Salvage of shipwrecks dates back centuries, but scientific underwater archaeology is a recent discipline born in Bodrum. It was conceived in 1959 when Peter Throckmorton, an American journalist and salvage diver, dove on several shipwrecks guided by Turkish sponge fisherman Kemal Aras. It was Throckmorton’s decision to seek help from professional
archaeologists that led to the birth of scientific underwater +archaeology with the first dives of Prof. George Bass and his team in 1960. It was given substance by the establishment of the Institute of Nautical Archaeology (INA) and the creation of the Bodrum Museum of Underwater Archaeology in the Bodrum Castle.

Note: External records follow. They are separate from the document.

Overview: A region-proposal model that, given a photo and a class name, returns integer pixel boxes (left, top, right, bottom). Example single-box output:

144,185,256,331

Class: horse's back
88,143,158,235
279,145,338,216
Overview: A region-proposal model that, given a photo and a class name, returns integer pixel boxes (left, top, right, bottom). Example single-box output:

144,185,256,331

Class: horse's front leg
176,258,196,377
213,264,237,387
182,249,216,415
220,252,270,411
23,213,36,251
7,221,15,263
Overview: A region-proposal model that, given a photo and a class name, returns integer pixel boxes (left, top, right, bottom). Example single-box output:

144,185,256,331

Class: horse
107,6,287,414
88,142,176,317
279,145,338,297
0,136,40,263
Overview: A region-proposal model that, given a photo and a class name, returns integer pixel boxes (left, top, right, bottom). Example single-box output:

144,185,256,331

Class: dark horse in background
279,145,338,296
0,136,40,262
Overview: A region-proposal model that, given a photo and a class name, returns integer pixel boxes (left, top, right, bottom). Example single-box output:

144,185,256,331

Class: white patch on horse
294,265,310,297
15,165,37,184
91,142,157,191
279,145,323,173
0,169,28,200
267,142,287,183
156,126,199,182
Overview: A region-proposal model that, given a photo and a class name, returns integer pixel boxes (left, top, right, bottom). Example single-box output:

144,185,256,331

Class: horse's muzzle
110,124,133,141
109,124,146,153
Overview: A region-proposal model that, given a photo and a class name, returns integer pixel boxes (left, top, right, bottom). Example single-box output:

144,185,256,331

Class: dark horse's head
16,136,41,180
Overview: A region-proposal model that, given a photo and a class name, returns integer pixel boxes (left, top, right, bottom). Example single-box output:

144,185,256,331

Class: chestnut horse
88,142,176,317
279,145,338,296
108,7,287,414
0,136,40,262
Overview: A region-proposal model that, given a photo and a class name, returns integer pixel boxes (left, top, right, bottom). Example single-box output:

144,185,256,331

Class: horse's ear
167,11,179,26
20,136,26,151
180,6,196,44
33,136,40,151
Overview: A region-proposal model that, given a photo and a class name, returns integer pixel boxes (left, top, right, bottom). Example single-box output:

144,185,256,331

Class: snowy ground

The following years saw the rigorous, time-consuming excavation and analysis of ancient shipwrecks shedding light on many aspects of our past. The world gained valuable knowledge of shipbuilding, shipping methods and life aboard ships, of trade goods and trade routes, and of the supply of raw materials and
the manufacture of goods.

Thousands of hours of dives, underwater mapping, excavations on the seabed, careful raising of recovered artifacts and the subsequent painstaking scholarship are all part and parcel of scientific underwater archaeology. The fruit of these endeavors is made accessible to the public by the Bodrum Museum of Underwater Archaeology which places these imposing results in a meaningful context. Prestigious publications like ‘National Geographic’ and ‘Time’ magazines have reported this work, but nothing can replace the personal experience of seeing the artifacts, reconstructed shipwrecks as they had rested on the bottom of the sea and other exhibits showing excavation and recovery methods used during the digs. With the added mystique of the Knights of St. John who built the castle housing the museum, visitors to Bodrum seldom – if ever - fail to pay it a highly rewarding visit.